Academic rank: Assistant Professor
ORCID:
Education: PhD.
ScopusId:
HIndex: 0/00
Faculty: Faculty of Technology and Engineering
Address: University of mazandaran
Phone: 011-35305126

Research

Title
Speech enhancement using sparse dictionary learning in wavelet packet transform domain
Type
JournalPaper
Keywords
Dictionary learning; Sparse representation; Domain adaptation; Voice activity detector; Wavelet packet transform
Year
2017
Journal COMPUTER SPEECH AND LANGUAGE
DOI
Researchers Samira Mavaddati ، Mohammad Ahadi ، Sanaz Seyedin

Abstract

This paper presents a new speech enhancement algorithm via sparse representation in wavelet packet transform domain. We propose the specified dictionary learning procedures for training data of speech and noise signals based on coherence criterion for each subband of decomposition level. Using these learning algorithms, self-coherence between atoms of each dictionary and mutual coherence between speech and noise dictionaries atoms are minimized along with the approximation error. The speech enhancement algorithm is introduced in two scenarios, supervised and semi-supervised. In each scenario, a defined voice activity detector scheme is employed based on the energy of sparse coefficient matrix in representation of the observation data over corresponding dictionaries. In proposed supervised scenario, we take advantage of domain adaptation technique to transform a learned noise dictionary to an adapted dictionary by noise data captured based on the circumstances of test environment. Using this step, observation data is sparsely coded based on the current situation of noisy space with low sparse approximation error.
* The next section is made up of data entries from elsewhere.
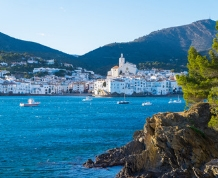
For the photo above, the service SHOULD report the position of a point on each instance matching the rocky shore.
(170, 145)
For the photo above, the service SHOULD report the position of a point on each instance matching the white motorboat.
(30, 103)
(123, 101)
(87, 99)
(175, 101)
(148, 103)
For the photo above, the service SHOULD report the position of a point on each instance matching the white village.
(125, 78)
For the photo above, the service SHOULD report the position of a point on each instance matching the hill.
(10, 44)
(168, 47)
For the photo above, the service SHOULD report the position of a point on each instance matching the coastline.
(90, 94)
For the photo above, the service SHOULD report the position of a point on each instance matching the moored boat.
(146, 103)
(175, 101)
(87, 99)
(30, 103)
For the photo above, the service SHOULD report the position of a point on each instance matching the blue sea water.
(57, 137)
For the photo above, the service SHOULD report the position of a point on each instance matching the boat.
(30, 103)
(123, 101)
(87, 99)
(175, 101)
(148, 103)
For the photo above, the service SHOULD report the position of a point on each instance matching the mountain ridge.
(163, 45)
(168, 45)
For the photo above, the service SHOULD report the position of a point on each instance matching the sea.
(57, 137)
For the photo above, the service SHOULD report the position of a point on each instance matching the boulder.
(170, 145)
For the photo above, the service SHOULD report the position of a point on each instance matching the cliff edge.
(170, 145)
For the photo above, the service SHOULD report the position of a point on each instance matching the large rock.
(170, 145)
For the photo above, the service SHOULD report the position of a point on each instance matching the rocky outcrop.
(170, 145)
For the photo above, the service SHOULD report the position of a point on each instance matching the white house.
(124, 68)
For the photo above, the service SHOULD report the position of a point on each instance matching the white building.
(124, 68)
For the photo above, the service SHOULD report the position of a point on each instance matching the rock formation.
(170, 145)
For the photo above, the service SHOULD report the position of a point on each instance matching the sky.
(80, 26)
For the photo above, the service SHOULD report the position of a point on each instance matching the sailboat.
(123, 101)
(175, 101)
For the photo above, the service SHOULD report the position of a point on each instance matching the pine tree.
(202, 80)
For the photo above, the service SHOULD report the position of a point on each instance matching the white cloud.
(41, 34)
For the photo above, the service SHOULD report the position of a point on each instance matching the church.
(124, 68)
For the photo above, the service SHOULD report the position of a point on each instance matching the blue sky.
(80, 26)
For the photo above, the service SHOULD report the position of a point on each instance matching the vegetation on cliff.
(201, 83)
This technique has a prominent role to obtain the better enhancement results particularly when the noise is non-stationary. In proposed semi-supervised scenario, adaptive thresholding of wavelet coefficients is done based on the variance of the estimated noise in each frame of different subbands. The proposed approaches lead to significant speech enhancement results, in comparison with the earlier methods in this context and the traditional procedures, based on different objective, subjective measures and statistical test.